1
votes

I like to write a process in Worker role, to download (sync) batch of files under a folder(directory) to local mirrored folder(directory)

Is there a timestamp(or a way to get) on the time of last folder(directory) updated?

Since folder(directory) structure unsure, but simply put is download whatever there to local, as soon as it changes. Except recursion and setup a timer to check it repeatedly, whats another smart idea do you have?
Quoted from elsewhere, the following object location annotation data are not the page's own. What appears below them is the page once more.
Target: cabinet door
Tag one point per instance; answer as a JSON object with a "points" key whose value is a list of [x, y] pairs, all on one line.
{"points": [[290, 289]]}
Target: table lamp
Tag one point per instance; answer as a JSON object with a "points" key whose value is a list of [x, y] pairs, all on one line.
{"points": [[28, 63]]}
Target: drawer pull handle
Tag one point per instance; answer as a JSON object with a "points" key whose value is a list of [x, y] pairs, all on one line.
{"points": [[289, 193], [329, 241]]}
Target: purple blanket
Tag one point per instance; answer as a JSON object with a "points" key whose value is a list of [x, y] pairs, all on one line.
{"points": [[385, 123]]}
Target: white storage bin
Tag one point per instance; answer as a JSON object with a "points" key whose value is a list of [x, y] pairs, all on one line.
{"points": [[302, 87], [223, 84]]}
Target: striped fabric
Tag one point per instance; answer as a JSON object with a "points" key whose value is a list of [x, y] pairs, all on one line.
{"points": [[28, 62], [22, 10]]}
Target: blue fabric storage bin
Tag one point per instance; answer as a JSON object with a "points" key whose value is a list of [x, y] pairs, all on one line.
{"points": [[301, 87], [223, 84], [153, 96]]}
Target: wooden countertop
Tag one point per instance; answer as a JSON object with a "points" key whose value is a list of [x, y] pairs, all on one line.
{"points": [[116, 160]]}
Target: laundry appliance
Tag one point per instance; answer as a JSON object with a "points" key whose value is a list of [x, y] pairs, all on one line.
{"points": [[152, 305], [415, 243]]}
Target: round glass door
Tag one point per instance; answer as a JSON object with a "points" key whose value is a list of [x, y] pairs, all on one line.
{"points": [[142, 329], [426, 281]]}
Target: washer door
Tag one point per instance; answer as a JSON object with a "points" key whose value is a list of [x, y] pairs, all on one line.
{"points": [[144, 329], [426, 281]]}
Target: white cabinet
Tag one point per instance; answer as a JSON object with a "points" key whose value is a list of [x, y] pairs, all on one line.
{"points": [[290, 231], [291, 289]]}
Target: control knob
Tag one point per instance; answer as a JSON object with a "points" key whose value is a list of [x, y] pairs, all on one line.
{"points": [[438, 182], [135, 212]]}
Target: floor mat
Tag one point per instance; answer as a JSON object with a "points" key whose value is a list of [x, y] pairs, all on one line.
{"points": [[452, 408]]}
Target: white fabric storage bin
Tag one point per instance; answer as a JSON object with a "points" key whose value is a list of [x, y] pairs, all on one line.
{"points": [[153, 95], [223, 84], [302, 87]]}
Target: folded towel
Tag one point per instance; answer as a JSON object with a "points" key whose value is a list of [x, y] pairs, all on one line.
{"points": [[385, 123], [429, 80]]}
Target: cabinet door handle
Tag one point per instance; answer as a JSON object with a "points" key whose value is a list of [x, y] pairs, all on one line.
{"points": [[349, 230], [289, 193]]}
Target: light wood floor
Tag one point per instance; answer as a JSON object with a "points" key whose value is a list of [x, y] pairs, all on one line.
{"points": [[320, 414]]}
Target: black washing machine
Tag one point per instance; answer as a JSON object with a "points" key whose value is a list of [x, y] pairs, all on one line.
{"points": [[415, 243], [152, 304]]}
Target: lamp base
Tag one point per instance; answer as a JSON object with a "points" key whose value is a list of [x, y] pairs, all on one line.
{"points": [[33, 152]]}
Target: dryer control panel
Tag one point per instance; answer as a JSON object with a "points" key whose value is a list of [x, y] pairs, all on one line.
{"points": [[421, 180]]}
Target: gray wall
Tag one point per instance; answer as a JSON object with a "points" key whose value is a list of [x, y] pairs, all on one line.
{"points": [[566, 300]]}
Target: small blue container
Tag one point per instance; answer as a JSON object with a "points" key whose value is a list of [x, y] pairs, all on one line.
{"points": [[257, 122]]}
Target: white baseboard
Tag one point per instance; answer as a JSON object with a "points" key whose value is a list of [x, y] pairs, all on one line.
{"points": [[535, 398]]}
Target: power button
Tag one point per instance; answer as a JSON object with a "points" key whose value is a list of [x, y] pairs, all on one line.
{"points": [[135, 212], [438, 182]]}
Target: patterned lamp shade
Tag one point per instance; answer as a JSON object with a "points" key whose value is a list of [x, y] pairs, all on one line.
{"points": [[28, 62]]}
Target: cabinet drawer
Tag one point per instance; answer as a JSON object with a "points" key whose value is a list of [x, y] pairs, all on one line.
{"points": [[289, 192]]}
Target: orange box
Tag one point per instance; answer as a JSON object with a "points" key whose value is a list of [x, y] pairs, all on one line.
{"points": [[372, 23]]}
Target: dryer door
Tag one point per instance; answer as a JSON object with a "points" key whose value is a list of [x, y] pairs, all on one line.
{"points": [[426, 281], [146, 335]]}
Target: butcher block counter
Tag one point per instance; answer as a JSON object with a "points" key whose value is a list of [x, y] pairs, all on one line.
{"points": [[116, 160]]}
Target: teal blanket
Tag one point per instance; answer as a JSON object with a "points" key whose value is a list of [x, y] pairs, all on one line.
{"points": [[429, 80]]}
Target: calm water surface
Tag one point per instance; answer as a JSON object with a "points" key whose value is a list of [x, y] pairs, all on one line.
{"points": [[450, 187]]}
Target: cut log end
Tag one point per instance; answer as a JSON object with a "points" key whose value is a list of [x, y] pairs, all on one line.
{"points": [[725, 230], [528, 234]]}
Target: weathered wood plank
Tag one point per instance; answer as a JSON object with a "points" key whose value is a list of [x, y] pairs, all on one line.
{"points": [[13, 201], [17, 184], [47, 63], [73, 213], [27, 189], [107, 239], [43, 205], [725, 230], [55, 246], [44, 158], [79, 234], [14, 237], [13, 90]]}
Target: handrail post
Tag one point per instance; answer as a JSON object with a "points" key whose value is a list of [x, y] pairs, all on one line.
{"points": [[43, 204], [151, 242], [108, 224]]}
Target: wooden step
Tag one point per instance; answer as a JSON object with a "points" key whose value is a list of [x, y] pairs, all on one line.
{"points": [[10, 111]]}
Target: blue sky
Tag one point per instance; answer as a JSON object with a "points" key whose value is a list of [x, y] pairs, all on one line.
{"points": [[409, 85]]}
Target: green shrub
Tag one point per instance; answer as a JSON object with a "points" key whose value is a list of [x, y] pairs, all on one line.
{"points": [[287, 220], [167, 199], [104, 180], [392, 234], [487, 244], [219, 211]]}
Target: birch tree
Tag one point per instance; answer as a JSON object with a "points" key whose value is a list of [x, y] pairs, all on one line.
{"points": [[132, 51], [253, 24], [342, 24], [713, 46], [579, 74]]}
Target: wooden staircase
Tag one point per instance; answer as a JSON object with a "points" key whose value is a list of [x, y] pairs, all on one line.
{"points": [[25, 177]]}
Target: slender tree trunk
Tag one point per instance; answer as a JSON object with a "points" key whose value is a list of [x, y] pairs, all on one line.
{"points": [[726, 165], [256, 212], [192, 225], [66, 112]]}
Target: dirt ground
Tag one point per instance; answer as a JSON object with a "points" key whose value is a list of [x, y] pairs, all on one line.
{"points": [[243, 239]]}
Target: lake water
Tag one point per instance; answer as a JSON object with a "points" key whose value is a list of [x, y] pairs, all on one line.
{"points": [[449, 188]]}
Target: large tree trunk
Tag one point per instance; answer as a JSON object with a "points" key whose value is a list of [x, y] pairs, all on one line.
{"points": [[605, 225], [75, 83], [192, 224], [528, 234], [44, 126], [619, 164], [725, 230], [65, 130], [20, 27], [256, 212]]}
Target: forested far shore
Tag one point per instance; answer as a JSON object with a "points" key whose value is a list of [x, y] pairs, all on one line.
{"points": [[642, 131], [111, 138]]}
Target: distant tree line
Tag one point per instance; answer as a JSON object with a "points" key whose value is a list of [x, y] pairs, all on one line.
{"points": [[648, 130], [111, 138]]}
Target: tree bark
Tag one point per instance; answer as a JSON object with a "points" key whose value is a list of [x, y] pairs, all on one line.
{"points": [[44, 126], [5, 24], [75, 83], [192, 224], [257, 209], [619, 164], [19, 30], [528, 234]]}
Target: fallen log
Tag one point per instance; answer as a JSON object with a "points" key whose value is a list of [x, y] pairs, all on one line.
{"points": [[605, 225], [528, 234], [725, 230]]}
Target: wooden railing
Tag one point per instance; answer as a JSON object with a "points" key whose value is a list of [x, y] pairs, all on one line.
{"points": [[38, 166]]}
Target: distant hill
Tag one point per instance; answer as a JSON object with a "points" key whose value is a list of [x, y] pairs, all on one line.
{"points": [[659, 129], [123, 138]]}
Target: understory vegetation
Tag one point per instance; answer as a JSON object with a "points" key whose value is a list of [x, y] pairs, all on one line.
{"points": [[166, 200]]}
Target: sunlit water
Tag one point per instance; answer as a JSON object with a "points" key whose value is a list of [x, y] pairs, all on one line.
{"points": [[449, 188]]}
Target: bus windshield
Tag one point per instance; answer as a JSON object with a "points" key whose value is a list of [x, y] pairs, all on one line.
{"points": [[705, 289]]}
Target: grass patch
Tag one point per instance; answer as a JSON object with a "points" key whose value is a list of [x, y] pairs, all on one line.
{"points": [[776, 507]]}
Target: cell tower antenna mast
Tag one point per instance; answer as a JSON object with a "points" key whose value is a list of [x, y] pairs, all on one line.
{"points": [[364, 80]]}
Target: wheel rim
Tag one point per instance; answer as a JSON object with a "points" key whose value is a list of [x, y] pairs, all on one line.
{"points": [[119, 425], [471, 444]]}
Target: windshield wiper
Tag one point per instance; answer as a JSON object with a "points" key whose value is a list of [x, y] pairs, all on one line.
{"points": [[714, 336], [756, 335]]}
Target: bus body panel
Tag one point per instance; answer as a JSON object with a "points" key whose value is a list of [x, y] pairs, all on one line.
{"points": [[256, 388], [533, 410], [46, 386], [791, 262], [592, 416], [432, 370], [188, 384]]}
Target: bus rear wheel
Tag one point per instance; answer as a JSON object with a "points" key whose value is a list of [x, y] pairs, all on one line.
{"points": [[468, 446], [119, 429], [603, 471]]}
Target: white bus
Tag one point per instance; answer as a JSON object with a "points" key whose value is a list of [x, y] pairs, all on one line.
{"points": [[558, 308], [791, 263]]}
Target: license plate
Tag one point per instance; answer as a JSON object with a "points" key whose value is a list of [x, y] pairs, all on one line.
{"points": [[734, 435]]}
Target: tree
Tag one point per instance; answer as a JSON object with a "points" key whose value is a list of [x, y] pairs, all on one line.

(edit) p.s. I found many solutions on sync files from local to Azure storage, but the same principle on local files cannot apply on Azure blob, I am still looking for a way that most easily to download(sync) files to local as soon as they are changed.

2
How are the files being written to blob storage? Direct access or from an intermediary?halfbit
Can you include some links on what you found, I'm working on something similar and would be interested in their approaches.halfbit
please email me eric#ericyin.com for a class I rewrite, I put the code in worker role to continues sync files. Original code I found here toolheaven.net/post/…Eric Yin
@makerofthings7, Files are upload to blob by third party, in whatever way. So theres no trigger to fire, I have to continues check and recheck. Initial check every 2 seconds, in no changes found, check every 4 seconds... then 8 seconds.... to save some cost on transaction.Eric Yin
Btw, I use this code to update Views (so you can see, all small files and not so many) for each instance without redeployment. The code itself has limitation of 5000 files, limited by ListBlobs method.Eric Yin

2 Answers

1
votes

Eric, I believe the concept you're trying to implement isn't really that effective for your core requirement, if I understand it correctly.

Consider the following scenario:

  1. Keep your views in the blob storage.
  2. Implement Azure (AppFabric) Cache.
  3. Store any view file to the cache, if it's not yet there on a web request with unlimited(or a very long) expiration time.
  4. Enable local cache on your web role instances with a short expiration time (e.g. 5 minutes)
  5. Create a (single, separated) worker role, outside your web roles, which scans your blobs' ETags for changes in interval. Reset the view's cache key for any blob changed
  6. Get rid of those ugly "workers" inside of your web roles :-)

There're a few things to think about in this scenario:

  • Your updated views will get to the web role instances within "local cache expiration time + worker scan interval". The lower the values, the more distributed cache requests and blob storage transactions.
  • The Azure AppFabric Cache is the only Azure service preventing the whole platform to be truly scalable. You have to choose the best cache plan based on the overall size (in MB) of your views, the number of your instances and the number of simultaneous cache requests required per instance.
  • consider caching of the compiled views inside your instances (not in the AppFabric cache). Reset this local cache based on the dedicated AppFabric cache key/keys. This will raise the performance greatly for you, as rendering the output html will be as easy as injecting the model to the pre-compiled views.
  • of course, the cache-retrieval code in your web roles must be able to retrieve the view from the primary source (storage), if it is unable to retrieve it from the cache for whatever reason.
1
votes

My suggestion is to create an abstraction on top of the blob storage, so that no one is directly writing to the blob. Then submit a message to Azure's Queue service when a new file is written. Have the file receiver poll that queue for changes. No need to scan the entire blob store recursively.

As far as the abstraction goes, use an Azure web role or worker role to authenticate and authorize your clients. Have it write to the Blob store(s). You can implement the abstraction using HTTPHandlers or WCF to directly handle the IO requests.

This abstraction will allow you to overcome the blob limitation of 5000 files you mention in the comments above, and will allow you scale out and provide additional features to your customers.

I'd be interested in seeing your code when you have a chance. Perhaps I can give you some more tips or code fixes.